Объезжая бригады, я заблудился в степи. Блуждая в камышах, измучил лошадь. Лошадь хромала и, оглядываясь, просила отдыха.
Я решил ждать рассвета.
В небе копошились звезды. Все было озарено ровным голубым пламенем неба. Огромная тишина лежала в степи. Нигде я не видел столько невозмутимого покоя.
В земле напрягались разбухающие зерна, выталкивая зеленые побеги.
Я слез с седла, вынул краюху хлеба и стал есть, глядя на звезды. Лошадь подошла ко мне, втягивая воздух, всхрапнула: она тоже хотела есть.
Я разломил хлеб и отдал ей половину.
Слизав крошки с ладони, лошадь благодарно мотнула головой и пошла нюхать несъедобные, костлявые камыши.
Я был одинок под этим громадным прозрачным небом.
Где-то далеко заржала лошадь. Я крикнул. Через некоторое время ко мне подъехал облитый лунным светом всадник.
Это был участковый милиционер Мануйлов. Он сидел на коренастой косоглазой лошади. Шерсть ее курчавилась и свисала с брюха прядями. Поперек седла лежала большая собака. Собака лежала молча и неподвижно, шея ее была замотана влажным тряпьем, пахнущим кровью.
Собака глядела на меня умными страдающими глазами.

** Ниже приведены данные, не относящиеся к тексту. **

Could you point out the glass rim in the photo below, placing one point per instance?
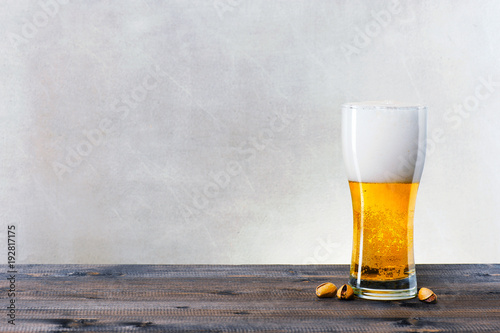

— Порезали Степку, — сказал Мануйлов, не отвечая на мое приветствие, и стал свистеть лошади, утомленно дышавшей и потной. — Порезали геройскую собаку, — повторил он, — кровью истекает. Прямо ножом в горло. Отдохнуть ей от тряски надо. — И Мануйлов, взяв собаку на руки, положил ее на траву.
Собака дрожала. Мануйлов снял френч и накрыл ее.
— Текет кровь, все текет, — бормотал он, разглядывая свои пальцы. — К доктору везу ее, в станицу, — сказал он, глядя мне в лицо с тоской к надеждой. — Десять километров осталось. Выживет, как ты думаешь? Степа, Степочка! — позвал он.
Собака зашевелилась.
— Лежи, лежи. Жива, значит. Наградить ее за храбрость нужно. Одного почти совсем растерзала прямо в амбаре, другой — ножом в горло и убег. Собака — первый помощник. Бандит на дело идет, боится, потеет, а потом его собака по этому запаху и находит. Если б Степку в город подучиться послать, я бы с ним враз нашел, кто запасные части похитил. Враз нашел, как пить дать. Меня Степка от смерти спасал, комедия… — Всхлипнув, он стал вертеть папироску. — Если бы я беспартийный был, я бы этого бандита на месте без суда убил, зубами загрыз. Степа, Степочка, жив, милый…
Скомкав недокуренную папиросу, Мануйлов пошел к собаке.
Я ехал рядом с Мануйловым и держал на коленях влажную собачью голову. Кровь капала.
Теплые лунные потоки стекали на землю.
Пролетел, размахивая усталыми крыльями, ветер.
Лошади шли в ногу, чтобы не мучить толчками умирающую собаку.